Initializes a new IRDataset.

Parameters:

dataset (str) – Dataset name.

Methods

__init__(dataset)

Initializes a new IRDataset.

prepare_constituent(constituent)

Downloads the constituent of the dataset using ir_datasets if needed.

Attributes

DASHED_DATASET_MAP

Map of dataset names with dashes to dataset names with slashes.

dashed_docs_dataset_id

Dataset id with dashes instead of slashes for the documents dataset.

dataset

Dataset name.

dataset_id

Dataset id.

docs

Documents in the dataset.

docs_dataset_id

ID of the dataset containing the documents.

ir_dataset

Instance of ir_datasets.Dataset.

qrels

Qrels in the dataset.

queries

Queries in the dataset.

property DASHED_DATASET_MAP: Dict[str, str]
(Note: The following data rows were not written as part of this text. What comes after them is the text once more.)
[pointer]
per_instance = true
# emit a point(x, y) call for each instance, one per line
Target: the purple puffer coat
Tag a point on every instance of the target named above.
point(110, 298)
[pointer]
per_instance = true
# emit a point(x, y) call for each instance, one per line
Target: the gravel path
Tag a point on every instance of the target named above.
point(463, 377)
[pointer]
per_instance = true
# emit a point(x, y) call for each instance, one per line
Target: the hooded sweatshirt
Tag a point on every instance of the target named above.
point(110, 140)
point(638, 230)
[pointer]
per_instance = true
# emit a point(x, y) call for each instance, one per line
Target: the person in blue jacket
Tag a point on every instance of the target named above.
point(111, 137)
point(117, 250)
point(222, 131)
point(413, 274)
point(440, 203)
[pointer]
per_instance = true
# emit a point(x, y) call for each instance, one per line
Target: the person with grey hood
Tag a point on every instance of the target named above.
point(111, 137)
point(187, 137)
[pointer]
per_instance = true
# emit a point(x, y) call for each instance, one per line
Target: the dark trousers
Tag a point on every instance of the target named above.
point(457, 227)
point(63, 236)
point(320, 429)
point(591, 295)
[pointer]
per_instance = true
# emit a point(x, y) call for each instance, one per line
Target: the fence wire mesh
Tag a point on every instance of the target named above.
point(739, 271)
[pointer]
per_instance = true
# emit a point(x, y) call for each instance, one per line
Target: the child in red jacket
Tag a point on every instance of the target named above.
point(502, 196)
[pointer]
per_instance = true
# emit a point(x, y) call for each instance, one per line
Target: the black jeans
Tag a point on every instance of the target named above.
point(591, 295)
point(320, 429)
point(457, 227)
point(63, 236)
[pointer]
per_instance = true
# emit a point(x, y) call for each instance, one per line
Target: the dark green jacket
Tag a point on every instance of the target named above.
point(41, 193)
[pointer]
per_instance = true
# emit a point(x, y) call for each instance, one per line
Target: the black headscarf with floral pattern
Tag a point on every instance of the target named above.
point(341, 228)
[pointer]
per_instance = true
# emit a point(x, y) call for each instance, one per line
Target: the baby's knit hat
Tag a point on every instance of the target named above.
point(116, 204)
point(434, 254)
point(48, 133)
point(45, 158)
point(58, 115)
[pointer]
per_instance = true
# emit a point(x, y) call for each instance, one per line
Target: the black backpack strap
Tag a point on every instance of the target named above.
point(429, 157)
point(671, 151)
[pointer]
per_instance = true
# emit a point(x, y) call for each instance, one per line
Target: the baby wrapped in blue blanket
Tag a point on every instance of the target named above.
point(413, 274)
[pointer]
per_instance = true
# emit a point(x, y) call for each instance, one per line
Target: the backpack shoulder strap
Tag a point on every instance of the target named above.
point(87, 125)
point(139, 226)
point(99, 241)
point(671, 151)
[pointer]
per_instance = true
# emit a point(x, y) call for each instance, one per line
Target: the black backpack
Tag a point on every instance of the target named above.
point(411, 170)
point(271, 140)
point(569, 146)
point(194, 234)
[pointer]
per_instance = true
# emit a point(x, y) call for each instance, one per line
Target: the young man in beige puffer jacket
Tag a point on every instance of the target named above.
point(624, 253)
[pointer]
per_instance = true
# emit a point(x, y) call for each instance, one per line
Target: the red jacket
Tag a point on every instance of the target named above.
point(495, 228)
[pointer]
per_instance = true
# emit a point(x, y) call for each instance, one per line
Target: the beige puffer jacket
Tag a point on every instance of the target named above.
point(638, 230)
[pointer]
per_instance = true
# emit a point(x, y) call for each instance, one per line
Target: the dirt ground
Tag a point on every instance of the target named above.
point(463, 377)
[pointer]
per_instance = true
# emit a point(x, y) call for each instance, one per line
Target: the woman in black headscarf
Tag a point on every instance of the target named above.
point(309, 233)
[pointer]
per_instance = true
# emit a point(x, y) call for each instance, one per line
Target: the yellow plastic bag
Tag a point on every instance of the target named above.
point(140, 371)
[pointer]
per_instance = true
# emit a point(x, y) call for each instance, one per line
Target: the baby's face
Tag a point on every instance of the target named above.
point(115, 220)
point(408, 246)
Map of dataset names with dashes to dataset names with slashes.

Returns:

Dataset map.

Return type:

Dict[str, str]

property dashed_docs_dataset_id: str

Dataset id with dashes instead of slashes for the documents dataset.

Returns:

Document dataset id with dashes.

Return type:

str

property dataset: str

Dataset name.

Returns:

Dataset name.

Return type:

str

property dataset_id: str

Dataset id.

Returns:

Dataset id.

Return type:

str

property docs: Docstore | Dict[str, GenericDoc]

Documents in the dataset.

Returns:

Documents.

Return type:

ir_datasets.indices.Docstore | Dict[str, GenericDoc]

Raises:

ValueError – If no documents are found in the dataset.

property docs_dataset_id: str

ID of the dataset containing the documents.

Returns:

Document dataset id.

Return type:

str

property ir_dataset: Dataset | None

Instance of ir_datasets.Dataset.

Returns:

Instance of ir_datasets.Dataset or None if the dataset is not found.

Return type:

ir_datasets.Dataset | None

prepare_constituent(constituent: 'qrels' | 'queries' | 'docs' | 'scoreddocs' | 'docpairs') None[source]

Downloads the constituent of the dataset using ir_datasets if needed.

Parameters:

constituent (Literal["qrels", "queries", "docs", "scoreddocs", "docpairs"]) – Constituent to download.

property qrels: DataFrame | None

Qrels in the dataset.

Returns:

Qrels.

Return type:

pd.DataFrame | None

property queries: Series

Queries in the dataset.

Returns:

Queries.

Return type:

pd.Series

Raises:

ValueError – If no queries are found in the dataset.